The medical marijuana industry is currently estimated as a $2 billion industry. It is expected to reach nearly $9 billion in the next five years. That’s just about the same size as the dry cleaning industry and laundry service industry. Ed Orcutt, an 18th District State Representative, says that pot is slowly becoming more accepted by the public.
By opposing the medical marijuana industry, the federal government is passing up a chance raise taxes in one of the few areas where such actions would face little opposition by business owners.
A 2005 study by Jeffrey Miron, then a visiting economics professor at Harvard, concluded that government spending could be cut by nearly $8 billion and tax revenue increased by more than $6 billion if marijuana sales were legalized and taxed at the same rate as tobacco and alcohol.
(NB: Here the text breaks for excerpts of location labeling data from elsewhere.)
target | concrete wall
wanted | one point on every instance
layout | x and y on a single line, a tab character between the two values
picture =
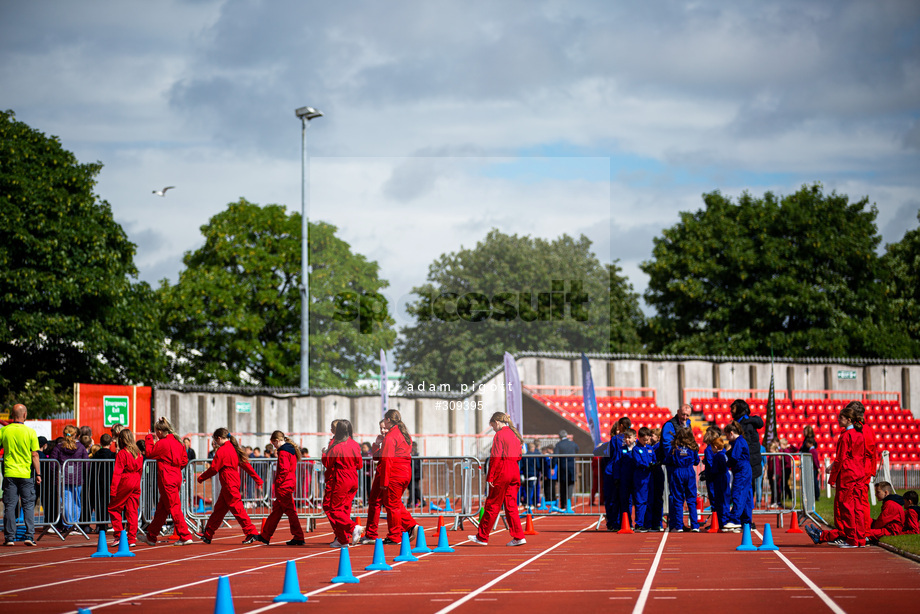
467	413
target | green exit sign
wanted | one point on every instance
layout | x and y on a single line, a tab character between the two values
115	411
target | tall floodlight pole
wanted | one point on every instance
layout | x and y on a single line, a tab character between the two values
305	114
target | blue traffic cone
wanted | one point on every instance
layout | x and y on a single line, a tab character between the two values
102	548
379	563
746	545
443	545
421	544
124	549
345	575
767	539
291	591
405	554
223	604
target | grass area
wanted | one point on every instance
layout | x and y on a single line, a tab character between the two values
908	543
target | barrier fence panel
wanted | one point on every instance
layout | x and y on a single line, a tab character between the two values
47	511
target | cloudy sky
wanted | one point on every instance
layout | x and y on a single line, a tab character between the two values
445	119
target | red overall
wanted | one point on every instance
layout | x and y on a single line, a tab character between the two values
285	483
342	462
873	456
374	499
890	520
126	493
226	464
171	459
395	471
505	479
848	475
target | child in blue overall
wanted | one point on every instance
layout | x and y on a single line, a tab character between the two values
716	463
623	475
643	461
742	493
683	456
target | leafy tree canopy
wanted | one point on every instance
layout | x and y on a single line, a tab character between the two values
234	315
512	293
799	275
71	309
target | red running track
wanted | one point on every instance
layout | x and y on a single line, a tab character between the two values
567	567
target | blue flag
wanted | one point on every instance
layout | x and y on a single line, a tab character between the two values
590	402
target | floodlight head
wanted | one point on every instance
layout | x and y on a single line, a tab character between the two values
308	113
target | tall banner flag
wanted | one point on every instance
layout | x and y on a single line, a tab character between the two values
514	399
384	384
770	432
590	401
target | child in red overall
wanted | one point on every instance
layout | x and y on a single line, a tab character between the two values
228	459
169	453
342	460
890	520
285	484
395	470
504	480
847	474
374	500
126	486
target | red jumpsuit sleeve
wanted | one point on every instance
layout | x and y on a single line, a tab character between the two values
496	457
216	464
118	470
387	456
248	468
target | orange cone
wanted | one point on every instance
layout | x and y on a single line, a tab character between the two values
528	526
714	522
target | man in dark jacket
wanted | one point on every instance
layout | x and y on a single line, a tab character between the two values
741	413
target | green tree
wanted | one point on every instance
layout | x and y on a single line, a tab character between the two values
798	275
234	315
511	294
901	264
71	309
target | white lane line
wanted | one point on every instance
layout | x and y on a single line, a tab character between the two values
126	571
510	572
190	584
814	587
364	575
647	586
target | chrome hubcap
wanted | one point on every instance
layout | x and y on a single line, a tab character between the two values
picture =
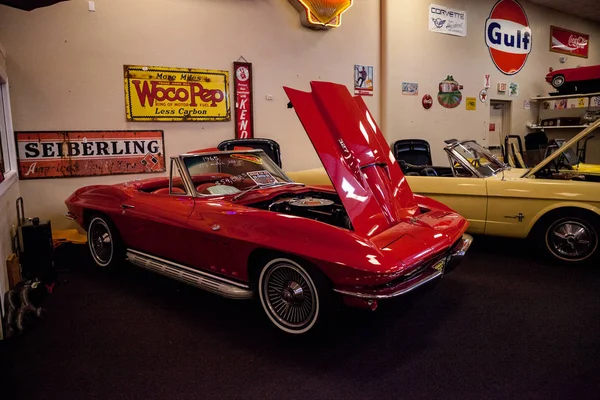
289	295
101	242
572	240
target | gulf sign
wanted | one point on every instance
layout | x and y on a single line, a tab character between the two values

This would equal a $14 billion improvement in the government budget.
This surely seems like objectives that government officials should be striving for when introducing bills into Congress.
A number of marijuana advocates say that the public is starting to see eye to eye with the industry, saying that pot can provide more benefits to patients with fewer side effects than some of the highly addictive opiate pain killers that are currently available and legal. Now all that’s left is to get the government to join our perspective.
“You’re starting to see a generation or two of folks who may have at one point in their lives experimented with marijuana and so they have direct experience with it,” said 19th District Rep. Brian Blake, D-Raymond, who voted for the Legislature’s medical marijuana dispensary bill. “It’s almost become mainstream.”